By Scott Leysath
As the ice thaws, most outdoor enthusiasts’ thoughts turn from mallards and whitetails to longbeards and largemouths. Warmer weather also signals a departure from hearty stews and heavy cream sauces in favor of lighter, more vibrant springtime fare. But while the cold weather hunting seasons may have passed, with any luck a few ducks are still on hand from last year’s harvest, seasoned and ready to slap on a smoky grill.
My wife tells me that my culinary creations are getting spicier, perhaps a little too spicy. Although I’ve never been a fan of very hot foods, it does seem as though lately I’ve been using more fiery ingredients like jalapeno peppers and fresh garlic. Supposedly, one’s senses of taste and smell diminish with age, which is a little disconcerting to me since I cook for a living. Chefs rely on taste and smell to make adjustments to just about everything they prepare. Fresh garlic, for instance, varies in heat and pungency. Some are milder than others, so recipes need to be tweaked according to the nature of the garlic in stock. The hotter the garlic, the less you’ll need for the recipe.
This recipe is long on garlic. If garlic is not your thing, this probably isn’t the recipe for you. However, keep in mind that everyone else at the table will likely partake in these tasty duck tidbits, so you may be at a disadvantage when the aroma starts wafting through the room. Paired with some fresh fruit or berries, cheeses, and fresh bread, the skewers work as an appetizer, light lunch, or a grazing supper. I strongly recommend that, for this recipe, you use fresh garlic cloves rather than any pre-chopped garlic from a jar. Processed garlic is simply not as flavorful.
Garlicky Duck Skewers
Preparation Time: 15 minutes
Marinade Time: 1-4 hours
Cooking Time: Less than 10 minutes
6 appetizer servings
- 6-8 skinless duck breast fillets
- 1/4 cup extra virgin olive oil
- 10-12 cloves fresh garlic, minced
- 3 tablespoons Worcestershire sauce
- 3 tablespoons soy sauce
- 1 tablespoon lemon juice
- 2 tablespoons Dijon mustard
- 1 tablespoon freshly ground black pepper
- 1/2 teaspoon kosher salt
- wooden skewers soaked in water for 30
Slice duck fillets across the “grain” of the meat into 3/4-inch-thick strips.

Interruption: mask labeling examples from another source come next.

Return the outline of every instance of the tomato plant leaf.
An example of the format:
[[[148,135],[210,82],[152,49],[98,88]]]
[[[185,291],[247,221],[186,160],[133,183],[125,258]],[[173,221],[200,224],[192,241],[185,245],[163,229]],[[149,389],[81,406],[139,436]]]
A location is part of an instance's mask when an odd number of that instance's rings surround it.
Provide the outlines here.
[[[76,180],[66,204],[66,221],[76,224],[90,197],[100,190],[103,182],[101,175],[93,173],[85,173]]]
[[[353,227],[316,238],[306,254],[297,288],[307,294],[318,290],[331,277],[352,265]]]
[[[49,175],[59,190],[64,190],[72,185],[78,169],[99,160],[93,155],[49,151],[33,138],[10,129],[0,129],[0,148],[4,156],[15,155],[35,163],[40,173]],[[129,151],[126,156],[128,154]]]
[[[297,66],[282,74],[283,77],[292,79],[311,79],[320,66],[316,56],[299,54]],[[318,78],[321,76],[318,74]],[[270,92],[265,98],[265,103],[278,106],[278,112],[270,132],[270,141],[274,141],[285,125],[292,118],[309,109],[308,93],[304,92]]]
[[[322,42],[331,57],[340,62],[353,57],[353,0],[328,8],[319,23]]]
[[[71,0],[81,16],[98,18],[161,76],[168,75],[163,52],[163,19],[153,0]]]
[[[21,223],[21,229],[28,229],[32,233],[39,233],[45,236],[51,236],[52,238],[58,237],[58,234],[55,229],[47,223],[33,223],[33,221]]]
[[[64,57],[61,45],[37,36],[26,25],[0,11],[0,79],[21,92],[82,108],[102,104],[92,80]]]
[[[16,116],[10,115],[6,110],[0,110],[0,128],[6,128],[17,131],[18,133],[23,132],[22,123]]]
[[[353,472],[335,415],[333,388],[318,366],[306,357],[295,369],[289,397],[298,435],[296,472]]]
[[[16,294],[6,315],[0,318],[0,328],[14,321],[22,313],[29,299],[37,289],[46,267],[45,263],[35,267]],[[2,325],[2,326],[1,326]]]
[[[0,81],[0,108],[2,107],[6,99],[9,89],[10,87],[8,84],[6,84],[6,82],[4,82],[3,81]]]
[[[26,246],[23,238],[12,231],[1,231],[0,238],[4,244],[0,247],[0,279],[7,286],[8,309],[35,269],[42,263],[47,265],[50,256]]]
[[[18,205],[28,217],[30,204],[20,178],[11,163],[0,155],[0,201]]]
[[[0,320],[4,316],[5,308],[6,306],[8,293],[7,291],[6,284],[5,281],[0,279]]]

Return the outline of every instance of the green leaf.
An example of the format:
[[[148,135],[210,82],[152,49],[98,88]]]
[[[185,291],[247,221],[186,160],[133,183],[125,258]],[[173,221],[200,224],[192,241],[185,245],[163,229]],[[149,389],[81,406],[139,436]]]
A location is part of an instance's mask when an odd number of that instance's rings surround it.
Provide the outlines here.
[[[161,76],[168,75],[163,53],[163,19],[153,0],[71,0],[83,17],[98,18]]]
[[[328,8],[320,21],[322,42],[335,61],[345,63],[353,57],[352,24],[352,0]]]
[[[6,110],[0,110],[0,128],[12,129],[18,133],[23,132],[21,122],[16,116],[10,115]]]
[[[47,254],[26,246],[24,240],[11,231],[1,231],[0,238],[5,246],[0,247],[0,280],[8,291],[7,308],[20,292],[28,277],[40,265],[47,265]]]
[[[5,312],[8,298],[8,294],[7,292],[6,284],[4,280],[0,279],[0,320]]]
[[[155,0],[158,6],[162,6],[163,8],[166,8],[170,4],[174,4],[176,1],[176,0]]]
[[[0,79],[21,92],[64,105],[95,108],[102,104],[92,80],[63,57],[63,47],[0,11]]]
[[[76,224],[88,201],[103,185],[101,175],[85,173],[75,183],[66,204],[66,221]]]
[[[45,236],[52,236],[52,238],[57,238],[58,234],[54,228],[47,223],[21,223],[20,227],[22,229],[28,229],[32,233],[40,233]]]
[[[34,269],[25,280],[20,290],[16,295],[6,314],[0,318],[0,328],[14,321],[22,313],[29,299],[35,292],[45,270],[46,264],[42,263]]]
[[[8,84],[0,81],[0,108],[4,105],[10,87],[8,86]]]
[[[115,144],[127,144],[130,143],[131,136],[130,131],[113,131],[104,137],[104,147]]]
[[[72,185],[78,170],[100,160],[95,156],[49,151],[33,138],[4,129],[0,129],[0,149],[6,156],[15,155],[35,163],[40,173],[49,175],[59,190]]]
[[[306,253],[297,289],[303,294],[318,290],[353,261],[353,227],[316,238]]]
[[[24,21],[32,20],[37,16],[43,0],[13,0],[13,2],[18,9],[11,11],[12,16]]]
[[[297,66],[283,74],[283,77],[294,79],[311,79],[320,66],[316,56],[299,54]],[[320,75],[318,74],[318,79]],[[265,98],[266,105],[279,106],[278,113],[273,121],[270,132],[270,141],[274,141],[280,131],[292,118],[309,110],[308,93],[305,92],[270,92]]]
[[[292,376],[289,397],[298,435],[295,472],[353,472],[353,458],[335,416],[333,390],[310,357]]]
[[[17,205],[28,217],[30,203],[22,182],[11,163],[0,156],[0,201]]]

In a medium bowl, whisk together the remaining ingredients. Add sliced duck to the bowl, toss to coat evenly, cover, and refrigerate for one to four hours, turning occasionally.
Remove meat from marinade and drain, but do not pat dry. Place skewers into the meat and grill to desired doneness over a well-oiled, medium-hot grill. For medium-rare, cooking time is approximately three to four minutes.
How to Tame Your Garlic
Roasting whole garlic bulbs or individual cloves will make them sweeter and less pungent. When using a whole bulb, slice about 1/4-inch off the top and place in some heavy-duty foil. Drizzle a tablespoon or two of olive oil over the top, close up the foil, and place in a 400-degree oven for about 25 to 30 minutes. Once roasted, the softened garlic can be squeezed out of the bulb and used in place of raw garlic.